Two-way FACS separation segregates non-human primate spermatogonia from inoculated testis cell suspensions into the CD90+/CD45− fraction. (A) Unsorted prepubertal non-human primate testis cells and the sorted (B) CD90+/CD45− and (C) CD90−/CD45− fractions from inoculated cell suspensions were stained for the pan germ cell marker VASA (green) and counterstained with DAPI (blue). Scale bar = 50 µm. (D) Quantification of percentage of cells in each unsorted and sorted fraction that were VASA+ from each replicate experiment and the calculated VASA+ spermatogonial number is shown for each fraction. The percent recovery of VASA+ spermatogonia in the CD90+/CD45− fraction is presented relative to the starting number in the Unsorted fraction. Statistically significant differences (ANOVA on nested generalized linear mixed-effects models) in the VASA+ percentage between the Unsorted and either CD90+/CD45− (P = 2.2 × 10⁻¹⁶; *) or CD90−/CD45− (P = 6.17 × 10⁻⁸, **) are noted in superscript.

Figure 4

Post-sorting purity checks of the CD90+/CD45− fraction. (A) Scatter plot shows an example (animal 3311) of pre-sort prepubertal rhesus testis cell suspensions inoculated with MOLT4-GFP cells and stained for CD90 and CD45. Pre-sort analyses are not shown for replicates 2–5 (animals 3310, M310, M220 and M307). Quadrant statistics shown in the lower-right corner of this and the remaining scatter plots reflect the % of viable cells that fall within the indicated quadrant. GFP+ quadrant statistics are shown in green text in the upper right.
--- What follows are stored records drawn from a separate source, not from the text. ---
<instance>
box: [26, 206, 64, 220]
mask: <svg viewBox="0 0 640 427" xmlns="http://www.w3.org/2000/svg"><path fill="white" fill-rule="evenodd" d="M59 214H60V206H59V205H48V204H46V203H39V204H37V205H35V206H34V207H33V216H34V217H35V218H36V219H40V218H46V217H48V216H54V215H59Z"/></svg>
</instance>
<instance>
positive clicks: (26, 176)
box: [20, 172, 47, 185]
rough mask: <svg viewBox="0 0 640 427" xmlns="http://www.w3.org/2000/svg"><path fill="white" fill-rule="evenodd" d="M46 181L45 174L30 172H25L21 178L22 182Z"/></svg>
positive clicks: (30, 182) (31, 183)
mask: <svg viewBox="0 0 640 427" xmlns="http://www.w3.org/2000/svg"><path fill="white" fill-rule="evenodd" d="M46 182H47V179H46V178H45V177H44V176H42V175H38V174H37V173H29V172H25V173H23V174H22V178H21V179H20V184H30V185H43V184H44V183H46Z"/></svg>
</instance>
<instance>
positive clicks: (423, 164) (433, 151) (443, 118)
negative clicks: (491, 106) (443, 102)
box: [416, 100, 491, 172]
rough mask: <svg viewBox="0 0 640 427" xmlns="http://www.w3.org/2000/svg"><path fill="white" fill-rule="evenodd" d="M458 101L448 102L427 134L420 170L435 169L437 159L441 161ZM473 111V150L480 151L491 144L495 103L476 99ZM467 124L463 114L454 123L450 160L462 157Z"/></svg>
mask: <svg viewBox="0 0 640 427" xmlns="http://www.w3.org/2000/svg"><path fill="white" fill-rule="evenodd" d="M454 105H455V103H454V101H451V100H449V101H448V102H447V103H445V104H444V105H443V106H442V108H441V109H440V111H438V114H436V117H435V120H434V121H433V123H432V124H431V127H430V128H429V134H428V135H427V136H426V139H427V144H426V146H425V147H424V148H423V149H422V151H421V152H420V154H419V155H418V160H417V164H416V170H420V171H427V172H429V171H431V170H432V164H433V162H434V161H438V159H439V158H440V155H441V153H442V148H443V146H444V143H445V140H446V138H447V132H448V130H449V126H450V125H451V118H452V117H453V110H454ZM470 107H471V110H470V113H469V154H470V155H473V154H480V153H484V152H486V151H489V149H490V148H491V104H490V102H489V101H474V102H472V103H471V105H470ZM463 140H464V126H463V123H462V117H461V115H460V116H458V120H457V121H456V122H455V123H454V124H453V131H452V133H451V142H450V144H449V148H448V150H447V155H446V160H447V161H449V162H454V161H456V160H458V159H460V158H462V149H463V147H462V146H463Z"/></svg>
Aqua polygons indicate the gates used to sort cells: CD90+/CD45− (Gate I; putative spermatogonial fraction), CD90−/CD45− (Gate II; negative testis cells) and CD90−/CD45+ (Gate III; putative MOLT4-GFP fraction). Note that the quadrant statistic values do not relate to the gates. Percentages of cells within each gate for all replicates as well as the overall percentage of GFP+ cells in the ungated, unsorted suspensions are in Supplementary data, Table SI. After sorting, scatter plots show reanalysis of sorted CD90+/CD45− fractions (Gate I) from five replicate inoculation experiments performed using testis cells from five different prepubertal rhesus macaques, one without SD (B) 3311, four with SD (C) 3310, (D) M310, (E) M220 and (F) M307. Blue text in the upper-right corner of each plot indicates whether SD was employed. Post-sort purity values (based on cells that fall back into Gate I shown in panel A) are described in Table II.